The Possibilities Ahead
My season at SNL has helped me grow in really unexpected ways. Everyone I worked with is so focused on having a balanced work/personal life which is hard to find in this business. They've all found time for themselves and family while also developing their skills at a very high level. It's something I've needed to find since moving here. I've been lucky to work on a lot of projects over the past few years but haven't really stopped since I've gotten here. I've met enough people that I feel safe enough to try new things. I'm looking into joining the Wardrobe Union which would open me up to working backstage at SNL in a different capacity. I'd be able to work more intimately with actors on set and feel more connected with the final product. I'm taking time to breathe after working non-stop since graduation. I'm very excited with the possibilities ahead.
Sean’s Advice: “Anyone from anywhere can end up anywhere they dream”
For my last-semester internship, I moved to a small bedroom in New York and it was never meant to be permanent. I had worked in, and fallen in love with, Chicago and had always planned on moving back there after graduation. The work here was so hard that it was a relief knowing that I wouldn't have to stay for too much longer.
But toward the end of my internship, right before graduation, I made a choice that I would have more opportunities here [in NYC]. I wasn't happy with the choice but sometimes I make myself do things I don't like because I know the reward will be greater than a brief period of unhappiness. I guess that's being an optimist.

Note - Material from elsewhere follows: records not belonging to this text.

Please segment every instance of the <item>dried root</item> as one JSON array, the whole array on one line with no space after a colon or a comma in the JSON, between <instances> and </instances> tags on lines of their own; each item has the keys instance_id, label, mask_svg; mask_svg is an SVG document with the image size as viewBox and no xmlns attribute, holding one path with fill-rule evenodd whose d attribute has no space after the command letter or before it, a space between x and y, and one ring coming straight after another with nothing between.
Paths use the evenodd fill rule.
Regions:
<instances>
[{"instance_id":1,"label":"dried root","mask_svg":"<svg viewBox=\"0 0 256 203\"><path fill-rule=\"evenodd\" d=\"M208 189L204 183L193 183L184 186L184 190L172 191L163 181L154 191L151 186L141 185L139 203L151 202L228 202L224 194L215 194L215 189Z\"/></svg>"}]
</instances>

Even though I wasn't in love with the city and didn't have any job prospects after graduation, I knew that I should at least stay and try. Some people I've met in theatre have given up right when things get hard, or if they’re not happy with their exact situation. But you have to promise yourself that your hard work will pay off somewhere in the future and use that to get you through your less-happy time. I drove to USC for graduation and then flew right back to NYC that month unemployed and nervous. Within two weeks I had gotten a job and have been employed consistently ever since. The freelance life isn't for everyone, but if you learn to embrace the ups and downs and make a really great budget for yourself everything should turn out okay.
Once you get out of school and you detach yourself from those responsibilities your focus shifts to yourself and your career. What is best for you. What you learn at USC is so important, and if you use all the great tools and resources you're provided, you will leave with a steady foundation to start building yourself as an independent artist. When you're not worrying about deadlines and homework you finally have the chance to breathe, step back and think, "Where do I want to go next. What do I want?” It's scary and exciting and uncomfortably limitless.
I would absolutely not be here if it wasn't for USC. Spencer Henderson, Valerie Pruett, and Lisa Martin-Stuart gave me the confidence to take an internship in NYC and their encouragement helped me get from one opportunity to the next. I'm surprised with how things have been turning out. And so pleased. I miss Columbia so much. I wish I had appreciated my time there more when I was there. The space and freedom I had to be creative. Now I sew clothes on my floor and barely have room for a sewing machine. But if there's one thing I learned it's that anyone from anywhere can end up anywhere they dream. With hard work, actors and designers in the middle of South Carolina can end up on Broadway.